Die Zutaten für ein Gewitter – und was davon auf dem Tisch liegt
Gewitter entstehen nicht einfach so. Sie brauchen ein präzises Zusammenspiel verschiedener atmosphärischer Faktoren – wie ein Rezept, bei dem jede Zutat stimmen muss. An erster Stelle stehen warme Luftmassen, die genügend Energie mitbringen. Diese Bedingung ist bereits erfüllt: Die südliche Strömung versorgt uns mit ungewöhnlich milder Luft für die Jahreszeit. Zweitens braucht es Instabilität in der Atmosphäre – das bedeutet, dass die Temperatur mit zunehmender Höhe besonders stark abnimmt. Wenn bodennahe Luft deutlich wärmer ist als die Luft in der Höhe, will sie aufsteigen – und genau dieser Auftrieb ist der Motor jeder Gewitterzelle. Diese Instabilität ist aktuell noch nicht vollständig ausgeprägt, nimmt aber im Laufe der kommenden Woche stetig zu.
Dazu kommt ein dritter Faktor: Tiefdruckeinfluss. Grundsätzlich bleiben wir zwar unter dem Schirm des Hochdruckgebiets, doch ein Atlantiktief rückt uns Tag für Tag näher auf die Pelle. Es schiebt sich langsam heran und könnte genau den nötigen dynamischen Impuls liefern, der die Atmosphäre zum Kippen bringt. Und schließlich braucht es noch die sogenannte orographische Unterstützung – ein sperriges Wort für einen simplen Effekt: Wenn feuchte, warme Luft auf Gebirge oder Mittelgebirge trifft, wird sie zum Aufsteigen gezwungen. Dieser erzwungene Aufstieg kann der letzte Auslöser sein, der eine Gewitterzelle zum Leben erweckt. In Deutschland bieten Schwarzwald, Erzgebirge, Harz und Co. genau diese Starthilfe.
Blitz und Donner oder nur ein paar harmlose Schauer?
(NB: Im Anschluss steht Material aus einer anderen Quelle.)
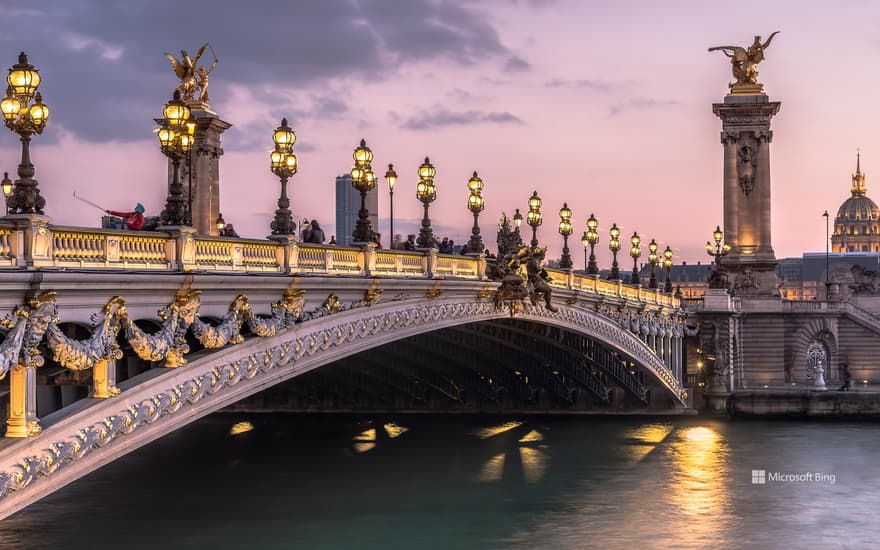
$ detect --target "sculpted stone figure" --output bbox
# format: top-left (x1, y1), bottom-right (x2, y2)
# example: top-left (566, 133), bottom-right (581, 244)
top-left (165, 43), bottom-right (218, 103)
top-left (709, 31), bottom-right (779, 88)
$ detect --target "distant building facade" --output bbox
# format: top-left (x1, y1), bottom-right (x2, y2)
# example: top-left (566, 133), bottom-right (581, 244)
top-left (335, 174), bottom-right (379, 246)
top-left (831, 156), bottom-right (880, 252)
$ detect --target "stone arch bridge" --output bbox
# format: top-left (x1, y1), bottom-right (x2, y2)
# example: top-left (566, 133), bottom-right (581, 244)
top-left (0, 220), bottom-right (687, 517)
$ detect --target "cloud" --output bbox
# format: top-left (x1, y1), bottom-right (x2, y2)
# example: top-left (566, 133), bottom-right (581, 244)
top-left (0, 0), bottom-right (515, 147)
top-left (504, 55), bottom-right (532, 73)
top-left (608, 97), bottom-right (682, 116)
top-left (544, 78), bottom-right (628, 92)
top-left (392, 108), bottom-right (523, 130)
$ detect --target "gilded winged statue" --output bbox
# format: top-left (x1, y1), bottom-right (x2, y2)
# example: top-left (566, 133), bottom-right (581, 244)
top-left (709, 31), bottom-right (779, 87)
top-left (165, 42), bottom-right (218, 103)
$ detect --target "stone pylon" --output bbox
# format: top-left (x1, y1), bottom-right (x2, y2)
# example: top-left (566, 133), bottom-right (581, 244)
top-left (712, 91), bottom-right (782, 296)
top-left (168, 101), bottom-right (232, 236)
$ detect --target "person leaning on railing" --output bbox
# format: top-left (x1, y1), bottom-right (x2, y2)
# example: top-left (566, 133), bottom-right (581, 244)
top-left (105, 203), bottom-right (144, 231)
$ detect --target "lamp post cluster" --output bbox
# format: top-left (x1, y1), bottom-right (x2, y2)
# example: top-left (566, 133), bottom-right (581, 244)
top-left (608, 223), bottom-right (620, 281)
top-left (416, 157), bottom-right (437, 248)
top-left (266, 118), bottom-right (298, 235)
top-left (467, 170), bottom-right (486, 255)
top-left (581, 214), bottom-right (599, 275)
top-left (157, 91), bottom-right (196, 225)
top-left (526, 191), bottom-right (543, 248)
top-left (629, 231), bottom-right (642, 285)
top-left (351, 139), bottom-right (376, 243)
top-left (559, 202), bottom-right (571, 269)
top-left (0, 52), bottom-right (49, 214)
top-left (385, 164), bottom-right (397, 248)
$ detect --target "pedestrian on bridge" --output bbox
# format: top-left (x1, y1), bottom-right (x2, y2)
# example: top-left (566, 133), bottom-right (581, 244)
top-left (105, 203), bottom-right (144, 231)
top-left (305, 220), bottom-right (324, 244)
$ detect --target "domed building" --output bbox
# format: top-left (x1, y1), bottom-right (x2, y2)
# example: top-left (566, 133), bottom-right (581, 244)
top-left (831, 156), bottom-right (880, 252)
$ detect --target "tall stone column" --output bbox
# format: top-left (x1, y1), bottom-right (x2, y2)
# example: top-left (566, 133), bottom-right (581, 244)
top-left (712, 94), bottom-right (782, 296)
top-left (168, 102), bottom-right (233, 236)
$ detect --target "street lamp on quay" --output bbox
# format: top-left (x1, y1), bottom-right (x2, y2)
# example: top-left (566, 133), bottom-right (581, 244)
top-left (416, 157), bottom-right (437, 248)
top-left (526, 191), bottom-right (543, 248)
top-left (351, 139), bottom-right (376, 243)
top-left (385, 164), bottom-right (397, 250)
top-left (0, 172), bottom-right (12, 216)
top-left (157, 90), bottom-right (196, 226)
top-left (559, 202), bottom-right (572, 269)
top-left (648, 239), bottom-right (660, 288)
top-left (467, 170), bottom-right (486, 255)
top-left (269, 118), bottom-right (298, 235)
top-left (608, 223), bottom-right (620, 281)
top-left (629, 231), bottom-right (642, 285)
top-left (663, 246), bottom-right (672, 294)
top-left (0, 52), bottom-right (49, 214)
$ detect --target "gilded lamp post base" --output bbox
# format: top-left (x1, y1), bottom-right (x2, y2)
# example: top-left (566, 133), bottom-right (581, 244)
top-left (6, 364), bottom-right (43, 438)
Halten wir fest: Nicht alle Zutaten sind bereits in voller Stärke vorhanden – aber das Bild wird im Wochenverlauf zunehmend günstiger. Besonders in Regionen rund um die Mittelgebirge und generell in der Hälfte südwestlich der Elbe steigt die Wahrscheinlichkeit für einzelne, lokal begrenzte Gewitterchen. Dabei gilt: In den meisten Fällen dürfte es bei kräftigen Regenschauern bleiben. Doch wenn die Sonne tagsüber genug Energie liefert und der Auftrieb stimmt, kann durchaus der eine oder andere Blitz und Donner mit von der Partie sein – ein erstes, zaghaftes Grollen als Vorbote der kommenden Gewittersaison.
Ein Unsicherheitsfaktor bleibt allerdings der milchige Saharastaub-Schleier selbst. Denn trübt er den Sonnenschein zu stark, fehlt der Atmosphäre die nötige Aufheizung am Boden – und ohne ausreichende Konvektion kein Gewitter. Es bleibt also ein Wettlauf zwischen Erwärmung und Trübung. Eines ist jedoch sicher: Einzelne Schauer und kurze Gewitter im Bereich der Mittelgebirge sind in der kommenden Woche nicht ausgeschlossen. Wer in diesen Regionen unterwegs ist, sollte vorbereitet sein – auch wenn der große Knall dieses Mal vielleicht noch auf sich warten lässt. Der Frühling klopft an, und er hat den Donner im Gepäck.